On the SSH addon vs. LXC — the SSH addon gives you a shell inside HAOS, but HAOS is a closed OS. You cannot install Python packages, libmysqlclient, or sqlite3-to-mysql there. The LXC is a standard Debian environment on the same Proxmox host where you can install anything freely — and critically, it sits on the same virtual bridge (vmbr0) as the HAOS VM, which is why throughput is ~2300 rows/sec instead of ~165 rows/sec over the physical LAN. It is a temporary container — deleted once the migration is done.

You absolute can install things and run sqlite3-to-mysql

apk add pipx
pipx run sqlite3-to-mysql ...

You can also just create a temporary debian docker container if you’re so inclined. See some tips/tricks here. I just feel like adding LXC into the mix here restricts the target audience and makes this more complicated than needed.

You are absolutely right, and thank you for the correction — I was not aware that apk was available in the SSH addon environment. This simplifies the procedure significantly and removes the need for a temporary LXC entirely.

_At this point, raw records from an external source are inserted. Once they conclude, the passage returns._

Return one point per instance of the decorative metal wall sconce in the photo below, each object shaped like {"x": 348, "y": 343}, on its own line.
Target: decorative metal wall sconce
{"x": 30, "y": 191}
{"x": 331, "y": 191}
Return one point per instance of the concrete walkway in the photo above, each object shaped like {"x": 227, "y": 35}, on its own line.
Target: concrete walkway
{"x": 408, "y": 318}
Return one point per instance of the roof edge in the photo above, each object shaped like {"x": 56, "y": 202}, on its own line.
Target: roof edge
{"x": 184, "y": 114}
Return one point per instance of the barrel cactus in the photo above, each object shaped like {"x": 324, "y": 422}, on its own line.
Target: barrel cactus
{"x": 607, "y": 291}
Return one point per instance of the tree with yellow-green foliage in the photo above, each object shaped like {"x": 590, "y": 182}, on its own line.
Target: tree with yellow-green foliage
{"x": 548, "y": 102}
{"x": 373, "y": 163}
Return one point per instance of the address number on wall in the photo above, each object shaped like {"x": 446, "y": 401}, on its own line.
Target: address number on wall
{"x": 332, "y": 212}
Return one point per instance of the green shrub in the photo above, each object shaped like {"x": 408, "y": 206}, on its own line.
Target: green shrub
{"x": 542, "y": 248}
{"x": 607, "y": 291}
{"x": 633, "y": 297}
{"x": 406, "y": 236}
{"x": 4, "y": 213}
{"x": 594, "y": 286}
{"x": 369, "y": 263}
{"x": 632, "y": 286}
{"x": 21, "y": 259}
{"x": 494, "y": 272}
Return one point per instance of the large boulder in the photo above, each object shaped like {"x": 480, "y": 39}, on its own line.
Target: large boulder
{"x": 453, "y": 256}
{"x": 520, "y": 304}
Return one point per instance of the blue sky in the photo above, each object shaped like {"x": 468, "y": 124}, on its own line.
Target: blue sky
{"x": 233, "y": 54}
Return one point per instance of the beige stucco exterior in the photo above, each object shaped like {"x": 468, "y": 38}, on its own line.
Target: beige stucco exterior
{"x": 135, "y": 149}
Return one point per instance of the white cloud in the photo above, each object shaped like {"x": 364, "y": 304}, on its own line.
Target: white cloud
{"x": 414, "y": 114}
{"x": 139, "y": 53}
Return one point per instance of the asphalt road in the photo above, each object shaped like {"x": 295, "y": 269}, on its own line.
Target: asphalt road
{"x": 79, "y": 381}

For the record, the reason I ended up with a LXC was that I hit the ~165 rows/sec throughput bottleneck when running sqlite3mysql from a Windows PC over the physical LAN. The LXC on the same Proxmox host solved that by using the virtual bridge instead. But running directly from the SSH addon achieves the same result — same host, same vmbr0 bridge — so the throughput argument for the LXC disappears too.

I’ll update the post to reflect this simpler approach. Thanks for the tips/tricks link as well — very useful.